Saturday, January 17, 2009

Day of Rest

I have worked out 11 of the last 12 days. The “easiest” of those 11 workouts was a two mile run.


Reading those two sentences blows my mind. If I continue as I am supposed to, I will have worked out 26 of the 31 days in January and that was even with a slow start the first week. To some, this way seem like a lot. To others it might seem normal. To me, it just feels good. When I workout on a regular basis, the days that I rest feel like a reward instead of something I should feel guilty about. When I go for 3 days without a workout, it is too easy for me to make an excuse not to go on the 4th or 5th day and it becomes a lazy week or lazy month or worse. So while it feels like a lot, I think this is the best thing I could have done for myself. I am not sure that I am going to continue going 5 days a week to my gym forever, but I know I am not at the point where I can do it on my own and still get the results I want.

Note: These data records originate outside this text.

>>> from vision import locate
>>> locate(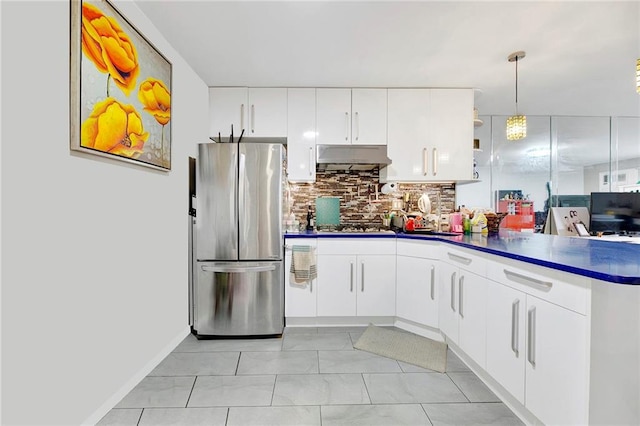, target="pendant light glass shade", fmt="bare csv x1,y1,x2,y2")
636,59,640,93
507,115,527,141
507,51,527,141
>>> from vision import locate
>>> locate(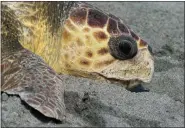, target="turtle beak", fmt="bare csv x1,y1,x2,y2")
148,45,154,56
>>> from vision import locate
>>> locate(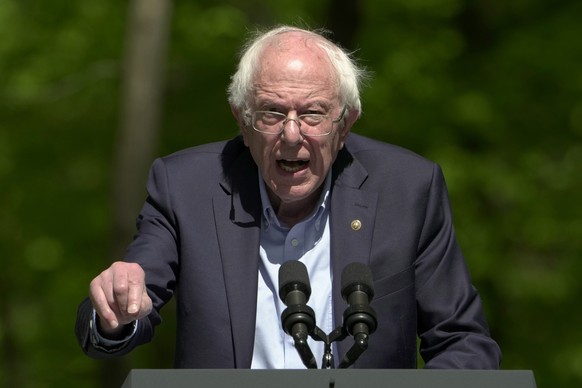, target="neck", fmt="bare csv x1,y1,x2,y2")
269,188,322,227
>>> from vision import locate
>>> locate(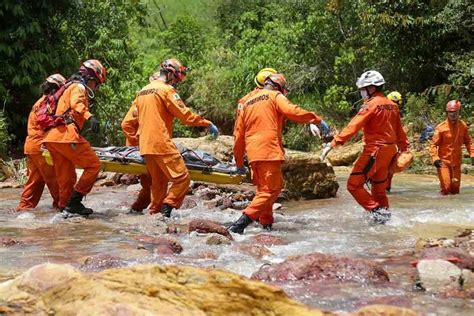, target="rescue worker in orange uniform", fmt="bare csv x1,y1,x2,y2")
43,59,107,216
385,91,406,192
430,100,474,195
321,70,408,224
122,58,219,217
17,74,66,211
228,74,329,234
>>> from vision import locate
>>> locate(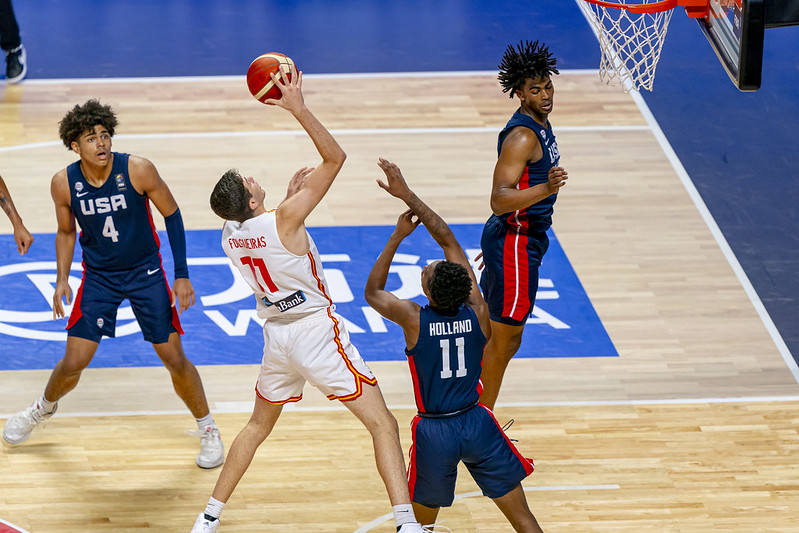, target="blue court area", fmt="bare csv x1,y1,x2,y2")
0,228,617,370
6,0,799,357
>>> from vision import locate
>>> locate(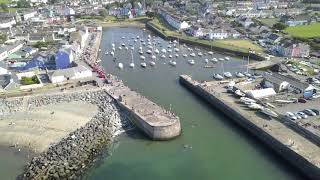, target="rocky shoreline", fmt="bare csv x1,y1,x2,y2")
0,89,130,179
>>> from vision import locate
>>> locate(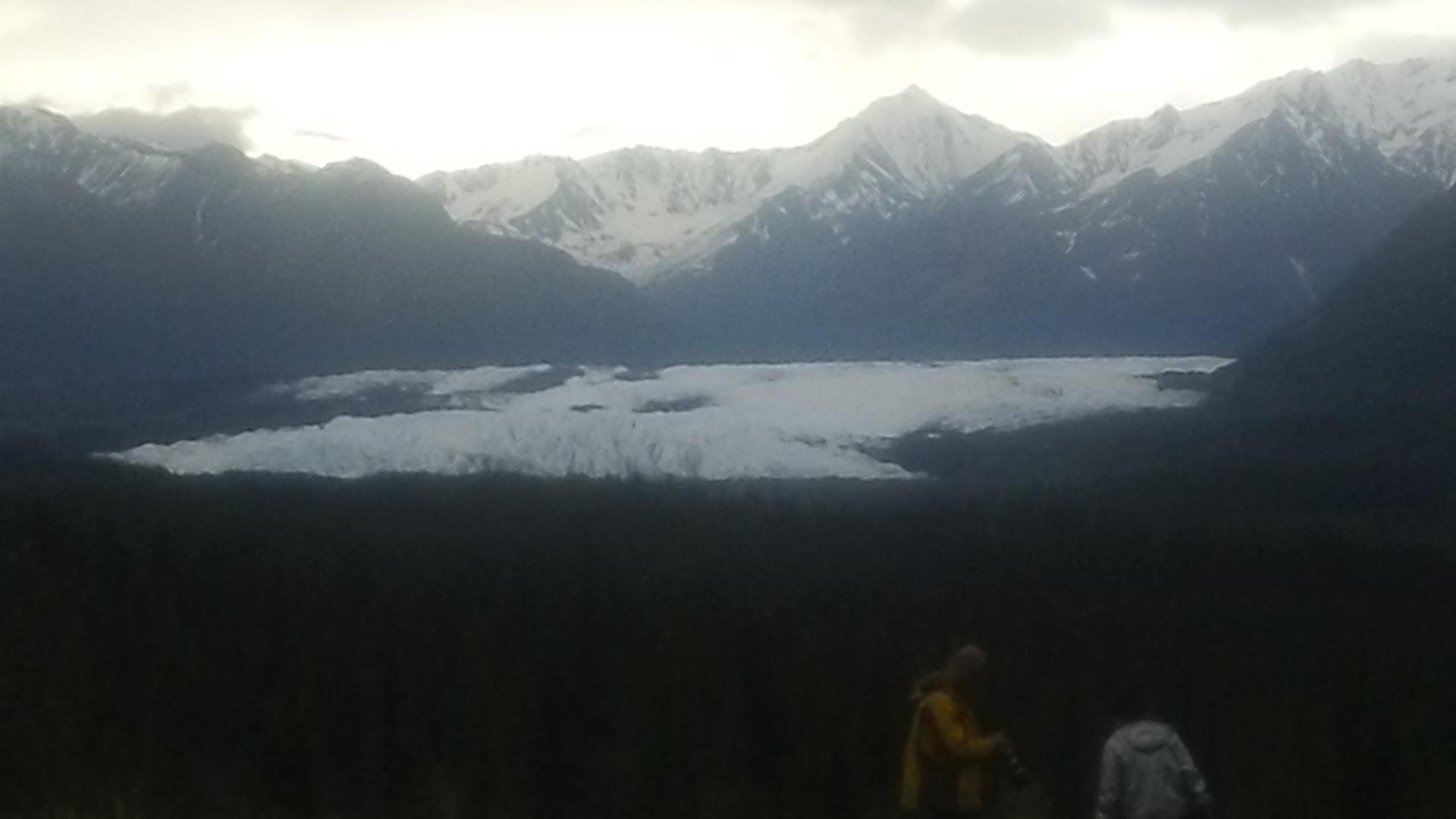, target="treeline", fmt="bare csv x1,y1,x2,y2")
0,465,1456,819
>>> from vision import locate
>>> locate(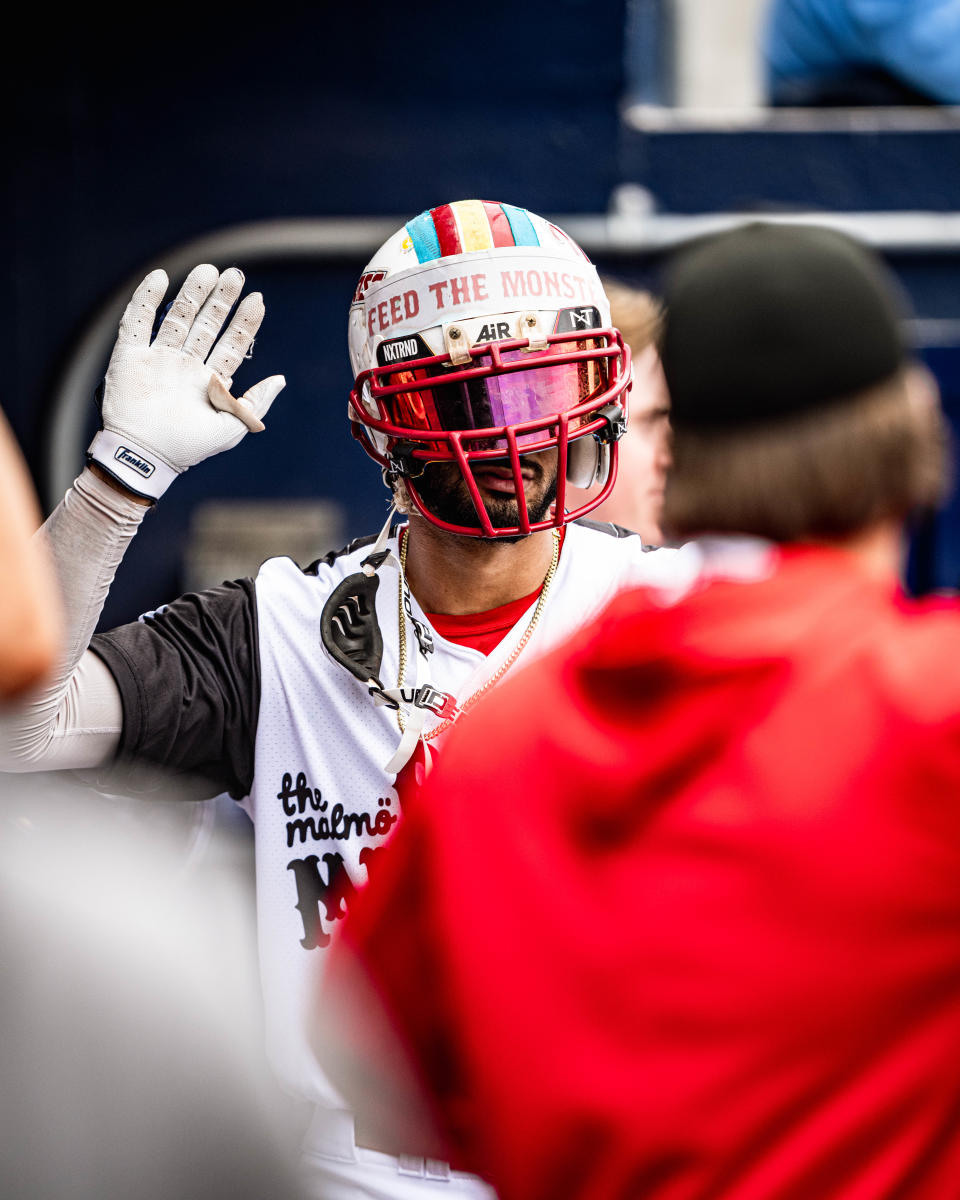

The downside to this is that my body hurts. No lie. Last Friday I was beat and went to bed about 9 o’clock. Today, more muscles in my body hurt than I care to count, muscles that I don’t even recall using. My calves are on fire, the back of my knees pinch every time I walk, and there is something funky going on my back that is a mix between an ache and a throb. But you know what? All that tells me is that I am working hard. Nothing is unbearable and hopefully it will be gone by tomorrow. But it always surprises me that I can continue to be sore after doing this for so long. People say “I have done aerobics for 6 months so I don’t get sore.” That just means you are working the same things over and over and your muscles are used to it. Crossfit always mixes it up so your brain and your body never know what they are in for.